It's only entrapment if a normal person would do the same thing under the same circumstances.
For example, leaving a laptop in an unlocked car and waiting for someone to steal it is not entrapment. Most people just walk by. Most people understand that you don't go into other people's cars and take their stuff just because you can. Criminals try to see of the car is unlocked and then take the laptop.
Leaving a laptop in it's case on a park bench and arresting someone for picking it up is entrapment. There are multiple motives possible for grabbing the laptop. Maybe they wanted to see if they could return it. Maybe they planned on taking it to the police. No one knows.
Making jacking off motions at someone does not typically really in that person offering to be paid for sex. Most people aren't going to see that and say to themselves "hey, I can make 100 bucks here by giving this guy a hand job!" Prostitutes respond that way. Therefore, there's a very low likelihood of that being classified as entrapment.
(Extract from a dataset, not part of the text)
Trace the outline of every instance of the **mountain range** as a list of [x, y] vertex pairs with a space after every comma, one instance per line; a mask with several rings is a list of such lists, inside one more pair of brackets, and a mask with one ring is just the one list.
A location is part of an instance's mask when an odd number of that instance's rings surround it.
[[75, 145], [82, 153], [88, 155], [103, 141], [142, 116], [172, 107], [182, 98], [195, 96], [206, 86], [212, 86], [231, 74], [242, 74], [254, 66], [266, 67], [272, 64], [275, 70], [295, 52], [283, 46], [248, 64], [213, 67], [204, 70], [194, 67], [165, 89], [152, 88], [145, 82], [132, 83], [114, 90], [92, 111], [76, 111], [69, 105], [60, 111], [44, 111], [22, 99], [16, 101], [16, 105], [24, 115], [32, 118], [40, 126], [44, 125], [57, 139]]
This from the department of Justice
https://www.justice.gov/jm/criminal-resource-manual-645-entrapment-elements
Entrapment is a complete defense to a criminal charge, on the theory that "Government agents may not originate a criminal design, implant in an innocent person's mind the disposition to commit a criminal act, and then induce commission of the crime so that the Government may prosecute."
Jacobson v. United States, 503 U.S. 540, 548 (1992). A valid entrapment defense has two related elements: (1) government inducement of the crime, and (2) the defendant's lack of predisposition to engage in the criminal conduct.
Mathews v. United States, 485 U.S. 58, 63 (1988). Of the two elements, predisposition is by far the more important.
Inducement is the threshold issue in the entrapment defense. Mere solicitation to commit a crime is not inducement.
Sorrells v. United States, 287 U.S. 435, 451 (1932). Nor does the government's use of artifice, stratagem, pretense, or deceit establish inducement.
Id. at 441. Rather, inducement requires a showing of at least persuasion or mild coercion,
United States v. Nations, 764 F.2d 1073, 1080 (5th Cir. 1985); pleas based on need, sympathy, or friendship,
ibid.; or extraordinary promises of the sort "that would blind the ordinary person to his legal duties,"
United States v. Evans, 924 F.2d 714, 717 (7th Cir. 1991).